FORT WALTON BEACH — City officials are accepting proposals through late March from entities interested in leasing the city-owned building that formerly housed Venture Hive on the north end of Fort Walton Landing.

The roughly 5,900-square-foot building is at 139 Brooks St. SE. The nonprofit Emerald Coast Science Center leased the property at below-market rates from 1989 until late 2014, when it moved to its current location on Memorial Parkway.

Venture Hive, a Miami-based business incubator and accelerator that helps veterans who want to become entrepreneurs, then leased the building on Brooks Street at a fair-market price from early 2015 until last summer.

Venture Hive’s two-year lease “allowed them space for the program launch and also ensured that the building would be vacant again by the time the Landing improvement project began,” City Manager Michael Beedie said Wednesday in an email to the Daily News.

Later this year, the city hopes to begin work on various Landing upgrades, such as renovation and construction of about 875 feet of boardwalk along the Santa Rosa Sound, construction of new sidewalks and the creation of a “living shoreline” made of oyster reefs and salt marsh.

Beedie said Venture Hive is still in operation locally and is looking for a new location, possibly in the FWB Commerce and Technology Park.

City officials in January issued the latest request for proposals to lease the Brooks Street building, which stands on a 0.82-acre lot. The bid opening is set for March 27, and the winning bid will be presented to the City Council for its approval.

More than a dozen people commented on the building in a recent city of Fort Walton Beach Facebook post about the RFP.

“This building should be torn down to expand the footprint of the Landing,” said former City Councilman Bobby Nabors, who owns Liquid Surf and Sail and co-owns The Boardroom Pub & Grub just north of the Landing. “It should not be used to commercialize the Landing. What makes this park great is that it is wide open to be used by all citizens for a wide variety of uses.”

Nabors added that “the city should never be in the business of competing with its taxpayers and business owners. And by putting the city’s most prized piece of property on the market for lease you are absolutely doing that while jeopardizing the spirit of that park.”

Mark Hawkins, who owns The Block on Eglin Parkway, said, “One should consider it to be a public pavilion with nicer restrooms instead of another business fighting for customers … the footprint is already there.”
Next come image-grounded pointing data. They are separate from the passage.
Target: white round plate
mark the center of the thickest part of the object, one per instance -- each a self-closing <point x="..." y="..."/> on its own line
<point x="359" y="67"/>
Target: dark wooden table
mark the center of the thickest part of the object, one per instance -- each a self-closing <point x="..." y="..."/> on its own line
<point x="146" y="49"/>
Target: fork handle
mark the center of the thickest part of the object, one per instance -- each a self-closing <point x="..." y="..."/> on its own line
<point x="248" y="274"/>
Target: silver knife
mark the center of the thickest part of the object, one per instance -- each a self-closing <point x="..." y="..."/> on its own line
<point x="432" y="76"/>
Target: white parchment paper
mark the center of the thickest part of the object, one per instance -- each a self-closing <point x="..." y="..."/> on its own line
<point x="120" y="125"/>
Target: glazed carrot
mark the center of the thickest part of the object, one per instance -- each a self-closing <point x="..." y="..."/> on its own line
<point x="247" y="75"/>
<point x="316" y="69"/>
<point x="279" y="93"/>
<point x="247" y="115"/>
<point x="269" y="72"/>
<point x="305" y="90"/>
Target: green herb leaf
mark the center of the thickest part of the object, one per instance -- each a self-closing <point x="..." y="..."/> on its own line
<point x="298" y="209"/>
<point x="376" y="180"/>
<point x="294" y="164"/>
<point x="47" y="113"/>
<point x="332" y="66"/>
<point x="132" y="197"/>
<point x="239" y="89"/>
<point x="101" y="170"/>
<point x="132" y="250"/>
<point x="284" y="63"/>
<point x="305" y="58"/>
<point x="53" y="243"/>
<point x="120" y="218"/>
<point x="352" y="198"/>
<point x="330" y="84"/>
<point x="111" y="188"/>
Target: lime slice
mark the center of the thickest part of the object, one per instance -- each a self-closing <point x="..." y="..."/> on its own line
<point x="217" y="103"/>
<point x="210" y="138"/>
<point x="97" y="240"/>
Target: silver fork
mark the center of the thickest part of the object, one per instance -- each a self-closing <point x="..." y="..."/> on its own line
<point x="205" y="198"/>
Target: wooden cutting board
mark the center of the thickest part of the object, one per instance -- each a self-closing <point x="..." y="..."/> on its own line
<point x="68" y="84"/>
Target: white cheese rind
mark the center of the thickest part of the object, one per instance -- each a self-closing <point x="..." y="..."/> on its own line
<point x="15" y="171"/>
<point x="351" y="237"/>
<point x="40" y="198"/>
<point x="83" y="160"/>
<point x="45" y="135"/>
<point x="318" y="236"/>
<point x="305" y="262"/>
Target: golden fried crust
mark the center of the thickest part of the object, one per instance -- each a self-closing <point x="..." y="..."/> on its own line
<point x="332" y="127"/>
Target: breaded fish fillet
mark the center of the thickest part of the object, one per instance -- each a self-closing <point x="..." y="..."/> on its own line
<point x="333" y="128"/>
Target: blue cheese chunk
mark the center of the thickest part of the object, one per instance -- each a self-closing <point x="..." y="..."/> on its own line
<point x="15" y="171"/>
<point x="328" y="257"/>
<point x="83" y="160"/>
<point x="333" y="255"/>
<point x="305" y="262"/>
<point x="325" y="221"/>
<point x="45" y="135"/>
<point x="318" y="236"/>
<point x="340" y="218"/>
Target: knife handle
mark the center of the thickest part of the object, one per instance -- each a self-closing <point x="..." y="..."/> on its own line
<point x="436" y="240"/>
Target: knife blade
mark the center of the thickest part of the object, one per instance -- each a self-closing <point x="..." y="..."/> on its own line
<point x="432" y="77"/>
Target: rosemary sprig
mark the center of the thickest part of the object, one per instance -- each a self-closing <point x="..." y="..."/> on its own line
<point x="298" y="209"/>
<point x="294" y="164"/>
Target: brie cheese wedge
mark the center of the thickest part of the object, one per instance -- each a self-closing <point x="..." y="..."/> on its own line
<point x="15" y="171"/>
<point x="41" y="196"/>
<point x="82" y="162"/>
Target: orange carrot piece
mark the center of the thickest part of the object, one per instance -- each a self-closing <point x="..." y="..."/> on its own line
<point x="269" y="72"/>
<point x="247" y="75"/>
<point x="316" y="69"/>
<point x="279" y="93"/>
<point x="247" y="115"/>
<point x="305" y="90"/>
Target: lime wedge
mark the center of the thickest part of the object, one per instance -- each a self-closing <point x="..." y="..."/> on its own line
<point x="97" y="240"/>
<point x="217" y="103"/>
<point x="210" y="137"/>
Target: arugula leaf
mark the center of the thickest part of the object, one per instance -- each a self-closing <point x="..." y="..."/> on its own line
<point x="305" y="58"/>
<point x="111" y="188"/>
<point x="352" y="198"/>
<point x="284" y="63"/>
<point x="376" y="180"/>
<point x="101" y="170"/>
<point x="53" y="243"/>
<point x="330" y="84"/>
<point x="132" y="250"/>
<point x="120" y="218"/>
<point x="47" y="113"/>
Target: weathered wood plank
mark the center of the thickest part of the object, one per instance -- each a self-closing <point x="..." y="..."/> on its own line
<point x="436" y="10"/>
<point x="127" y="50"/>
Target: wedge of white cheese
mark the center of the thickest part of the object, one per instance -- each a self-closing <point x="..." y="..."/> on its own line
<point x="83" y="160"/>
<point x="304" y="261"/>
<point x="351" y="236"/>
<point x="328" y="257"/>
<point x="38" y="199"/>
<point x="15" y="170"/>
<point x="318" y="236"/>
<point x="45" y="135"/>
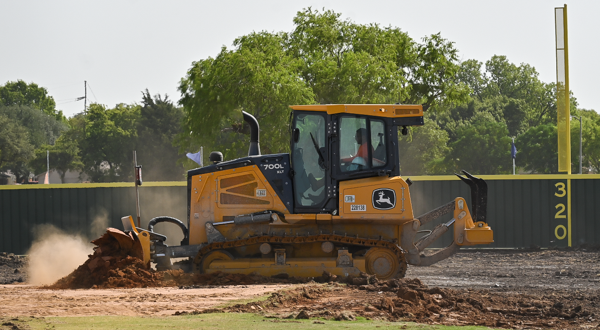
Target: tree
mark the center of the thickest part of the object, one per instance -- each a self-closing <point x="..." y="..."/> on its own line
<point x="481" y="147"/>
<point x="109" y="140"/>
<point x="21" y="93"/>
<point x="15" y="147"/>
<point x="591" y="141"/>
<point x="258" y="77"/>
<point x="345" y="62"/>
<point x="423" y="150"/>
<point x="158" y="126"/>
<point x="538" y="151"/>
<point x="64" y="157"/>
<point x="41" y="129"/>
<point x="323" y="60"/>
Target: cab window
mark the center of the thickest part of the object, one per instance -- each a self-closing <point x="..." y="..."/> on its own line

And local Realtor Courtney Laird Solley suggested using the space for “an open air market with fresh veggies-fruits, with a large deck for afternoon cocktails/beer and homemade ice cream for the kids.”

Mayor Dick Rynearson said he is aware of the concerns about the city offering the building for lease.

“It is not the city’s intent to compete with other businesses,” he said Wednesday. “If the Venture Hive building can be leased at a competitive rate, then we’re not taking advantage of any business, and no business is taking advantage of us. And I’m sure the city would be open to a sale at a competitive price.”

Beedie said the council asked staff to explore the options for how to best use the building to benefit the city as a whole.

“The possibilities are wide open at this point; and whether the city enters into an agreement with an existing business, a new enterprise, or pursues another alternative for the Landing Park will ultimately hinge on the viability of the proposals that we receive, as well as on the will of the council,” Beedie said.